The seventh generation Hyundai Tucson is, unquestionably, a bit of a looker and easily a candidate for additional and elegant body styling – which is exactly what Hyundai Automotive South Africa did to create the Sport version of the Tucson 1.6 TGDI Executive.
The body kit – front, rear and side skirts – are imported from Korea, while the alloy wheels were chosen with the help of Tiger Wheel & Tyre, exclusively for the Tucson Sport. A different exhaust system with four chrome pipes at the rear audibly announces the sporty nature of this Tucson.
The 19-inch black alloy wheels with its low-profile tyres are exclusive to the Tucson Sport – nobody can buy them off the shelf to fit to their own car.
The 1,6-litre turbo-charged 4-cylinder petrol engine is linked to a 6-speed manual gearbox with well-spaced ratios to get the power and torque to the road effectively through the front-wheel drive system.

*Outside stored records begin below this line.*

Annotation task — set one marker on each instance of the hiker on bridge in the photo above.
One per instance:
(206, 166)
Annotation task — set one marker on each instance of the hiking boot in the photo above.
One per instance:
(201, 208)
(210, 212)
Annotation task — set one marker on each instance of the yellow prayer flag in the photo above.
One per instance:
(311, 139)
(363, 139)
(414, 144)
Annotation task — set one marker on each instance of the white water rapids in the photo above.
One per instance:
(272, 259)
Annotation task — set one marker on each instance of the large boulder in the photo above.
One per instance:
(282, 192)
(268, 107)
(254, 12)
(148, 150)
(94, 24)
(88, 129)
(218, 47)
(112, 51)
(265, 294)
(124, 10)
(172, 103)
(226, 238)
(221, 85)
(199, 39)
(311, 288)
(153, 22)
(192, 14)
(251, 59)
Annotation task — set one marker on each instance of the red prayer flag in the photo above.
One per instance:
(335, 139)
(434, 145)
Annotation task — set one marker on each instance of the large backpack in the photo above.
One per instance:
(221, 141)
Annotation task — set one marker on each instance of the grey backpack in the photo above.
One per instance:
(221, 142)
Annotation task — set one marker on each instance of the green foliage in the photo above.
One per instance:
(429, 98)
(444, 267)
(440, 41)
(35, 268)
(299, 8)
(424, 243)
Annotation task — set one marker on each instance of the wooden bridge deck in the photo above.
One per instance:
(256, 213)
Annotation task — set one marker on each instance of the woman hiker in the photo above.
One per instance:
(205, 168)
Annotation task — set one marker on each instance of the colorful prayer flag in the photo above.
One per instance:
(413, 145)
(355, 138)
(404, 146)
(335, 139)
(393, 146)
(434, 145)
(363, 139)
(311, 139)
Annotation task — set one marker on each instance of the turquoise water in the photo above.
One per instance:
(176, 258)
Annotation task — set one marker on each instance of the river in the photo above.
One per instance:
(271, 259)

The turbo-charged 4-cylinder engine delivers maximum power of 130 kW at 5 5 00 r/min and its torque delivery peaks at 265 Nm from 1 500 r/min to 4 500 r/min – and this has not been altered or tweaked for the Sport with Hyundai believing it provides enough to validate the label.
The visual impression creates a mental level of expectancy and the start-up burble from the multiple tail pipes certainly does not disappoint.
Looking at comparisons, the 1,6-litre’s output is down a tad compared to that of compact crossover competitors such as the Honda CR-V, the Toyota RAV4 and the Mazda CX-5 2.5, but Hyundai’s four bests the field with more torque: 265 Nm developed earlier in the rev range.
Tucson’s torque curve is nice and flat, reaching maximum elevation at 1 500 r/min and carrying on to 4500 r/min. That means even with part-throttle, it is easy to get to cruising speed and to zip through gaps in the traffic without the need for wide-open-throttle bursts and heroic downshifts.
The sporty exhaust note continues up through the rev range, with even a bit of ‘pop’ on the overrun or through downshifts.
Translated into performance the Tucson runs from zero to 100 km/h in 7,6 seconds and has a maximum speed of 193 km/h with fuel consumption around the 9,8 l/100 km mark for everyday driving and upping to 10,0 l/100 km when driven with a little more vigour.
Providing it is approached with the correct mind set – ie it is not designed to race your mate’s Focus ST or leave a Ferrari looking like it had stalled at the lights – the Tucson can carry the ‘Sport’ tag with some pride.
The front suspension features a McPherson strut system and the rear a multilink suspension system. As in the front, the rear sub frame receives four bush mountings, while the upper and lower suspension arms are longer to enhance overall suspension performance.
The new Tucson received some tweaks to the suspension settings to enhance high-speed and cornering stability, while also maximising the benefits of the long wheelbase (2 670 mm) and wide track to optimise ride and handling characteristics.
A brake system upgrade incorporated larger discs (305 mm front/ 302 mm rear) and this all works well on the Sport version, which remains solidly planted on the road even when pressed hard on the twisty bits.
The electric motor-driven power steering (MDPS) system has a suitably direct response to inputs and is accurate, so the driver knows exactly where the front wheels are pointed.
While it is a SUV, it is not well suited to dirt road excursions on the wide, low profile tyres that are more susceptible to sidewall cuts.
Standard features of the Tucson Sport include an 8-inch screen infotainment system with satellite navigation, Bluetooth telephone linking and music streaming, as well as a CD player, USB and AUX music input and a several settings for FM and AM radio reception. It also displays a rear view from the park assist camera when reversing the vehicle.
Additional convenience features include cruise control, rain sensors for the automatic windscreen wipers, an automatic air-conditioning system, electrically adjusted leather seats and multifunction controls on the steering wheel.
Among the safety features in the Tucson Sport are an Electronic Stability Programme (ESP), an anti-lock braking system, Electronic Brake Distribution (EBD) and a full set of driver, front passenger, side and curtain air bags.
The Tucson was awarded a full 5-star safety rating in the European New Car Assessment Programme (EuroNCAP).
The Tucson Sport comes with Hyundai’s 7-year/200 000 km warranty, roadside assistance for 5 years or 150 000 km, and a 5-year/90 000 km service plan. Its service interval is 15 000 km.